Ia memejamkan matanya, lalu menembus kedalam pohon itu. Dipohon yang sudah berusia ratusan tahun itu terdapat sebuah istana tempat sekelompok siluman ular.
Dimana istana itu dipimpin oleh seorang ratu yang sangat jahat. Ratu mereka bernama Ristih.
Ristih yang saat itu sedang mengatur siasat untuk menyerang desa, tiba-tiba saja dikejutkan oleh tamu yang begitu sangat diimpikannya. Sedari lama Ia memimpikan kehadiran sosok itu, namun sepertinya, kehadirannya membawa kabar kemarahan.
Sssssshhhss...
Seekor ular raksasa turun dari singgasana kemegehannya. Ia meliuk-liukkan tubuhnya menghampiri Bromo yang kini sedang berdiri menatapnya penuh kemarahan.

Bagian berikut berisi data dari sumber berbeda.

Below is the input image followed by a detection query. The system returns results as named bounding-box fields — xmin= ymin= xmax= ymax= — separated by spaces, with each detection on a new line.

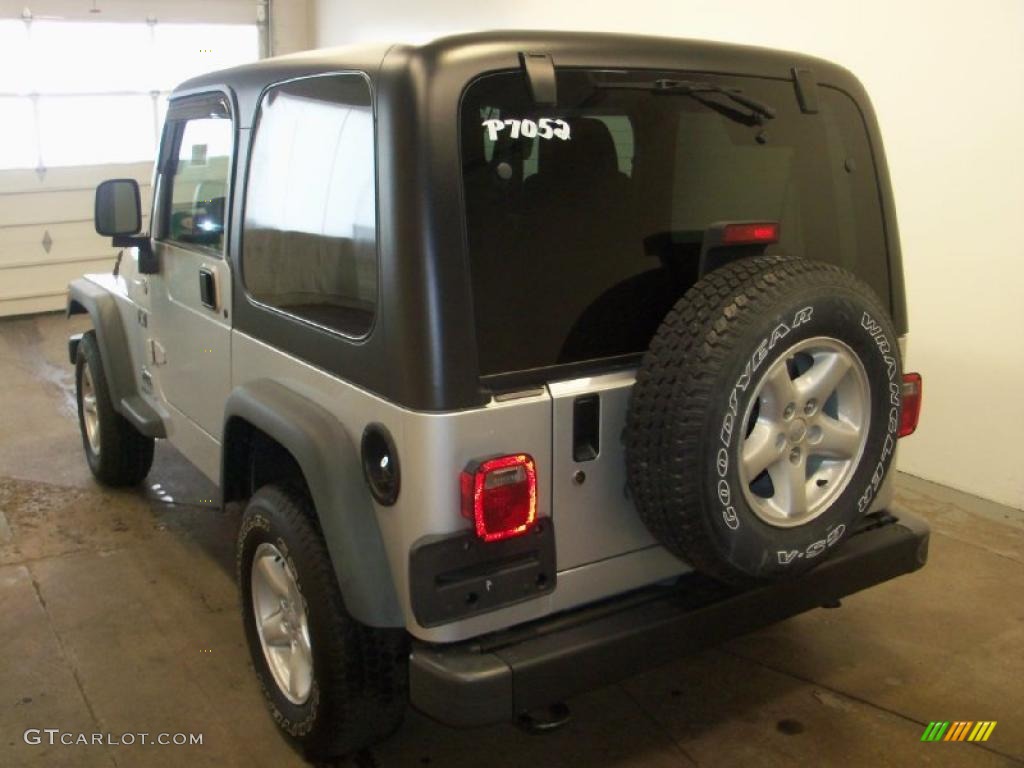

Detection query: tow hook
xmin=518 ymin=702 xmax=571 ymax=733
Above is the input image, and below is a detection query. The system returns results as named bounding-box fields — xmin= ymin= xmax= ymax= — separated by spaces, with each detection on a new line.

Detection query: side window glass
xmin=242 ymin=74 xmax=377 ymax=338
xmin=164 ymin=116 xmax=232 ymax=253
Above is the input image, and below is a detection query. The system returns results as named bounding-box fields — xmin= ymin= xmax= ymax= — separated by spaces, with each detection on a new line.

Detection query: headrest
xmin=536 ymin=117 xmax=620 ymax=181
xmin=194 ymin=180 xmax=226 ymax=208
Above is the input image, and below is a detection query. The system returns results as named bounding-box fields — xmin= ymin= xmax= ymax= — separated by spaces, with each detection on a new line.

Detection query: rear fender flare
xmin=223 ymin=379 xmax=404 ymax=628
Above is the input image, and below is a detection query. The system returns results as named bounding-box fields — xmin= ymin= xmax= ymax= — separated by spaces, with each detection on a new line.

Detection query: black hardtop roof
xmin=173 ymin=29 xmax=860 ymax=126
xmin=167 ymin=30 xmax=904 ymax=411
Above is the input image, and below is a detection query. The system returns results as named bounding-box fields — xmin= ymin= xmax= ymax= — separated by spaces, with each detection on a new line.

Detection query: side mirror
xmin=95 ymin=179 xmax=142 ymax=237
xmin=95 ymin=179 xmax=159 ymax=274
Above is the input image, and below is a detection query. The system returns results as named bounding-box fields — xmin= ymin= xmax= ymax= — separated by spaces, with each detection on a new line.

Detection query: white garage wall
xmin=270 ymin=0 xmax=314 ymax=56
xmin=313 ymin=0 xmax=1024 ymax=509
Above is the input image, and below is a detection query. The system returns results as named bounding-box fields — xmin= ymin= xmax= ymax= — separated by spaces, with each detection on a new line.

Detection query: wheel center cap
xmin=788 ymin=418 xmax=808 ymax=444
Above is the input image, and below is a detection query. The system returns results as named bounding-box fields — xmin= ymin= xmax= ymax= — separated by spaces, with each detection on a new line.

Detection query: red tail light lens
xmin=899 ymin=372 xmax=922 ymax=438
xmin=721 ymin=222 xmax=780 ymax=245
xmin=460 ymin=454 xmax=537 ymax=542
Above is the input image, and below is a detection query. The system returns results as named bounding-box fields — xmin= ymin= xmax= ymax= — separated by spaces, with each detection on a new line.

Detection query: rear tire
xmin=75 ymin=331 xmax=154 ymax=486
xmin=237 ymin=484 xmax=408 ymax=759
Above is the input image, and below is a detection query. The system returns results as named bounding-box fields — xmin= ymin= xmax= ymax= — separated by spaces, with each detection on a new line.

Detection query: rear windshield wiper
xmin=597 ymin=78 xmax=776 ymax=126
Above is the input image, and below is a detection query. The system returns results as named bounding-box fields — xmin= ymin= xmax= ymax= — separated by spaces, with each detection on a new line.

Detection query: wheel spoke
xmin=769 ymin=456 xmax=809 ymax=519
xmin=287 ymin=644 xmax=311 ymax=699
xmin=742 ymin=422 xmax=783 ymax=478
xmin=259 ymin=607 xmax=290 ymax=647
xmin=296 ymin=627 xmax=312 ymax=665
xmin=257 ymin=555 xmax=293 ymax=599
xmin=760 ymin=362 xmax=798 ymax=420
xmin=813 ymin=416 xmax=862 ymax=459
xmin=795 ymin=351 xmax=851 ymax=403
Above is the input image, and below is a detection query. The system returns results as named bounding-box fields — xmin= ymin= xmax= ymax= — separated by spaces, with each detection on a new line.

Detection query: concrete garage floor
xmin=1 ymin=312 xmax=1022 ymax=768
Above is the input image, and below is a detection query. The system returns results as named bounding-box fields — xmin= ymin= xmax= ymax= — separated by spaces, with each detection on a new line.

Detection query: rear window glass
xmin=461 ymin=70 xmax=889 ymax=378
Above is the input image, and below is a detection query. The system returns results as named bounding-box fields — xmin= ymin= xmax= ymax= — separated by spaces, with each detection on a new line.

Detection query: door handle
xmin=198 ymin=268 xmax=217 ymax=310
xmin=572 ymin=394 xmax=600 ymax=462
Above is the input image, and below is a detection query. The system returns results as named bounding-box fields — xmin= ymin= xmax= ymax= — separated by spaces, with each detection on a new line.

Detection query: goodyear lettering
xmin=718 ymin=306 xmax=815 ymax=533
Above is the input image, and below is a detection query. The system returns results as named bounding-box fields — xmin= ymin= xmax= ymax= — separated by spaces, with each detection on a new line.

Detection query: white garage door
xmin=0 ymin=163 xmax=153 ymax=315
xmin=0 ymin=13 xmax=258 ymax=317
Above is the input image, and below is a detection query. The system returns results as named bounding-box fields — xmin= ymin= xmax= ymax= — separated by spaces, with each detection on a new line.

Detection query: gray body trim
xmin=66 ymin=277 xmax=166 ymax=439
xmin=222 ymin=379 xmax=403 ymax=627
xmin=409 ymin=509 xmax=930 ymax=726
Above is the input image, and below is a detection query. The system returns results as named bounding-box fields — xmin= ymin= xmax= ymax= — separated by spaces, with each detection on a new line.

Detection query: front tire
xmin=237 ymin=485 xmax=408 ymax=759
xmin=75 ymin=331 xmax=154 ymax=486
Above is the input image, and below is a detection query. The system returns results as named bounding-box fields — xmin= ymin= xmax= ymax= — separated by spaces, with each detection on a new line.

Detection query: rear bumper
xmin=409 ymin=508 xmax=929 ymax=727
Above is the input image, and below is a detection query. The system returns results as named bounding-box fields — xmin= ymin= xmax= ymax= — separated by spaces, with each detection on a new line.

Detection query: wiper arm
xmin=597 ymin=78 xmax=776 ymax=125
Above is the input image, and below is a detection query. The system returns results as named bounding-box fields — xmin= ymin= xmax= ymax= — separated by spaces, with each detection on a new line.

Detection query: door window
xmin=161 ymin=112 xmax=233 ymax=254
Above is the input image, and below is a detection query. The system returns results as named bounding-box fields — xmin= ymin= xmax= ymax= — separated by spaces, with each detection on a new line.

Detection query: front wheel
xmin=237 ymin=485 xmax=408 ymax=759
xmin=75 ymin=331 xmax=154 ymax=486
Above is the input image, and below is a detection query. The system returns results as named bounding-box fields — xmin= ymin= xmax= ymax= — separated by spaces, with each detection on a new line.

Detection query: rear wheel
xmin=75 ymin=331 xmax=154 ymax=486
xmin=237 ymin=485 xmax=408 ymax=759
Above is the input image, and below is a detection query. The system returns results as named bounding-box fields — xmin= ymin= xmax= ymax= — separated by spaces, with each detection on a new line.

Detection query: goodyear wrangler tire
xmin=626 ymin=256 xmax=902 ymax=583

Ristih dengan tenang menghampiri Bromo, seketika Ia membelit tubuh Bromo hingga sebatas pinggang.
Lalu Ristih mengangkat hingga jarak wajah mereka begitu dekat.
"Akhirnya kau mengunjungiku Sadewo.. Tahukah kau.. Aku begitu amat mendambakan kehadiranmu.. Setiap detik dalam hidupku hanya ada bayang wajahmu.. Semuanya tentangmu. Aku tak mampu lepas darimu.. Setiap saat aku selalu memikirkanmu.." Ucap Ristih dengan nada memelas dan lirih.

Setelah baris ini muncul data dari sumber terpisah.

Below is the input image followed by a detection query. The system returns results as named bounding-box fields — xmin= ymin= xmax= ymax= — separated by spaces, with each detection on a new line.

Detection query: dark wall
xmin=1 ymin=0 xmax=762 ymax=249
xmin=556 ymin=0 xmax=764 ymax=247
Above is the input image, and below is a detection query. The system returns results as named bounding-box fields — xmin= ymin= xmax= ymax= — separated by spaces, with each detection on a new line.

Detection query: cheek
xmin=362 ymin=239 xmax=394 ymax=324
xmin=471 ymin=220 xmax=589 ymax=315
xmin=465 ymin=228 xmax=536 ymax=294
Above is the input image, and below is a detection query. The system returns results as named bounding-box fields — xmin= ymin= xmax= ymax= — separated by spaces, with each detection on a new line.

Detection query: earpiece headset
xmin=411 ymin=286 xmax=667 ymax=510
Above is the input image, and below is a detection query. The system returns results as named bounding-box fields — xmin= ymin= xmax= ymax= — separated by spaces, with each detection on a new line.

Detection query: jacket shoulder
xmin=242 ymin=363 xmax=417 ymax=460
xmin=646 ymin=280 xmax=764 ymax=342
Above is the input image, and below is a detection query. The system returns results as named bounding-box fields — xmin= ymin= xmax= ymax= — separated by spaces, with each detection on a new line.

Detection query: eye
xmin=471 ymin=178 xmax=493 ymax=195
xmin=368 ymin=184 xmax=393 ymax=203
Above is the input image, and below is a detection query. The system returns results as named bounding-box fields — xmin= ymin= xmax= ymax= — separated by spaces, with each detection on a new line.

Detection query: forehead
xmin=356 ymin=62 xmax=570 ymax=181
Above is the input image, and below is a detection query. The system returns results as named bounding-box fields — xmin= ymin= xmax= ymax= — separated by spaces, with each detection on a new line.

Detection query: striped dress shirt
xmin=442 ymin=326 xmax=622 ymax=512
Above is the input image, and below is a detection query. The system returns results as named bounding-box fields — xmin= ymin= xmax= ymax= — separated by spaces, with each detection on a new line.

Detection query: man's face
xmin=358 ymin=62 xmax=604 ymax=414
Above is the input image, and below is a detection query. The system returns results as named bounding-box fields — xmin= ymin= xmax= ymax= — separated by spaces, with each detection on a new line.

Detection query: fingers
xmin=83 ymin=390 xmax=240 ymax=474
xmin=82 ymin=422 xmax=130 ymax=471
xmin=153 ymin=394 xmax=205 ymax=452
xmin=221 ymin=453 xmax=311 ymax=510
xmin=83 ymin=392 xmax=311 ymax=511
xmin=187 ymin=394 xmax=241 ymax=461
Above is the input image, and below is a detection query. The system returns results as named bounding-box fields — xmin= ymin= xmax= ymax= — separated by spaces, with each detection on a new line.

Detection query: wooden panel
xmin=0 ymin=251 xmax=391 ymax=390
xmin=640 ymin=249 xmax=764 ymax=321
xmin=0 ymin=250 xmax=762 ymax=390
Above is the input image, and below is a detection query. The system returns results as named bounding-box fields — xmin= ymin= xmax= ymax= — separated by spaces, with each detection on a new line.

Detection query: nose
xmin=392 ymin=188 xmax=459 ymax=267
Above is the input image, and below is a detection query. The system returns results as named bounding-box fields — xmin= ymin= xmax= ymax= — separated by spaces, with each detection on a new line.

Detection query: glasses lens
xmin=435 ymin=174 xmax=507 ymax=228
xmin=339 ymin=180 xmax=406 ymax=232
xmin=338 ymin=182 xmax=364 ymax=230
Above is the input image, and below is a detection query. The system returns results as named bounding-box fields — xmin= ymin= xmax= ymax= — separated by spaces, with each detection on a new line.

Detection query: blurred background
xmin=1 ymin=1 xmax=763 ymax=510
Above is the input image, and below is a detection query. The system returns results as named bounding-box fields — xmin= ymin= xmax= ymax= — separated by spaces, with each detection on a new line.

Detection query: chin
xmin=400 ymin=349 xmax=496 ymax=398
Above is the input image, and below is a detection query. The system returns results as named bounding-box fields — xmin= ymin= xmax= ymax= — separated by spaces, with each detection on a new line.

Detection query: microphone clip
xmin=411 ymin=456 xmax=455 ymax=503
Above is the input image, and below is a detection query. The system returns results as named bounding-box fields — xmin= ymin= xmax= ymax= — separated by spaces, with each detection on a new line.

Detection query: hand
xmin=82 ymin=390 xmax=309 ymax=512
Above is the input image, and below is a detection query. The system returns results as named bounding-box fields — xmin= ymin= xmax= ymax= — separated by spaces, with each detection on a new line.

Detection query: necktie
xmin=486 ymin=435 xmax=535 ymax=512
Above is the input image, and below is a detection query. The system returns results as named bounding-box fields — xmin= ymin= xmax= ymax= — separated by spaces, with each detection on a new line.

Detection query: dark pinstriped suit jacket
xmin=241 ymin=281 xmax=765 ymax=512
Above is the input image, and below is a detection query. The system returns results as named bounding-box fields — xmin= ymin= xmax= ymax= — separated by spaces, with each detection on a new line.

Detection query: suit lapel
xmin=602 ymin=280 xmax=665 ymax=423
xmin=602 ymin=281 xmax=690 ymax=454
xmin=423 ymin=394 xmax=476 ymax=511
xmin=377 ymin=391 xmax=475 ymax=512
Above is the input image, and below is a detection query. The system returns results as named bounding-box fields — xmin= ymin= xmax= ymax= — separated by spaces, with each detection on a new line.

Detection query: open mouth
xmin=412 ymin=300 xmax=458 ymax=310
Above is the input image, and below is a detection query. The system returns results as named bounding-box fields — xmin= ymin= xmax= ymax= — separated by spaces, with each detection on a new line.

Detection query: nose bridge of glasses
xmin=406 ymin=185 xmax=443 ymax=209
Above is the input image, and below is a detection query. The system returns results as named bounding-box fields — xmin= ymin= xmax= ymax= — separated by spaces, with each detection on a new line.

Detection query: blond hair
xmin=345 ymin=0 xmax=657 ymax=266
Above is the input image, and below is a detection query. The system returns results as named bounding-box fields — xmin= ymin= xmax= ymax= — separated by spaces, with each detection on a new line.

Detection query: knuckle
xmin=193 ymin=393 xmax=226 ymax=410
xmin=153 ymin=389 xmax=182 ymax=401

"Cintamu hanya sebuah angan yang tak mungkin terwujud. Cintamu egois, kau ingin mendapatkannya dengan memaksakan kehendakmu. Cinta itu hadir dengan murni, tulus, bukan seperti yang kau lakukan. Namun sayangnya, Aku mencintai Dia, yang telah mampu menggetarkan hatiku. Cinta itu tanpa paksaan dari kedua belah pihak, maka jangan memaksakan kehendakmu.!" Jawab Bromo dengan geram dan penuh penekanan.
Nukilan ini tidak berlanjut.